In the Christian year, this coming Lord’s Day is Transfiguration Sunday. Appropriately, the lectionary texts speak of God’s shining majesty and ways in which humans can reflect such glory. Being in the presence of God transfigures humanity; Moses’ face shone (Exodus 34:29), and those who behold the glory of the Lord, revealed in the face of Christ Jesus, are being changed into his likeness (2 Corinthians 3:18).
The Gospel lesson narrates the privileged experience of three disciples who see Jesus illumined in God’s perpetual brilliance. Interestingly, they never refer to this experience in the early apostolic preaching of Acts. Luke sets this mysterious and evocative event amidst texts that are clarifying Jesus’ identity prior to his final journey to Jerusalem.
Jesus has invited Peter, John and James to go with him up the mountain to pray (Luke 9:28-36). While praying, “the appearance of his face changed, and his clothes became dazzling white. Suddenly they saw two men, Moses and Elijah, talking to him.” Scholars have long puzzled over the meaning of this appearance “in glory” (v. 31); do they represent the Law and the Prophets, which Jesus is fulfilling, or do they serve a Christological function, i.e., Jesus surpasses their teaching and actions?
Echoing the divine voice heard only at Jesus’ baptism, God says, “This is my Son, my Chosen; listen to him.” Who Jesus is can only be fully disclosed by God, and Luke offers this mystical unveiling of Jesus as God’s eternal Son.
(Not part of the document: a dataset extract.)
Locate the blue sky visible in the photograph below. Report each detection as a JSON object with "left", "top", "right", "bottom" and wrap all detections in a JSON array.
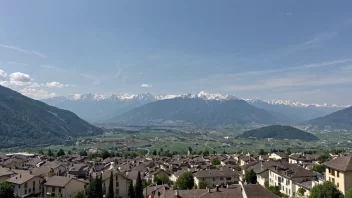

His authority transcends all that have preceded him in God’s covenantal history; it is his teaching that will bring life.
In preparation to teach a doctoral seminar next month in Myanmar on Incarnational Theology, I am struck once again by God’s self-communication through the humanity of Jesus. As Kathryn Tanner puts it in her fine work Jesus, Humanity, and the Trinity: “Jesus is the one in whom God’s relationship with us attains perfection. In Jesus, unity with God takes a perfect form; here humanity has become God’s own” (p. 9).
Belief in the incarnation is the very heart of our faith as Christians. United with Christ, we begin to shine forth his goodness and mercy in the world. Hopefully, we will remember his true identity as ratified by his death and resurrection. As our lives are conformed to the image of God’s beloved, we have the dignity of reflecting his glory.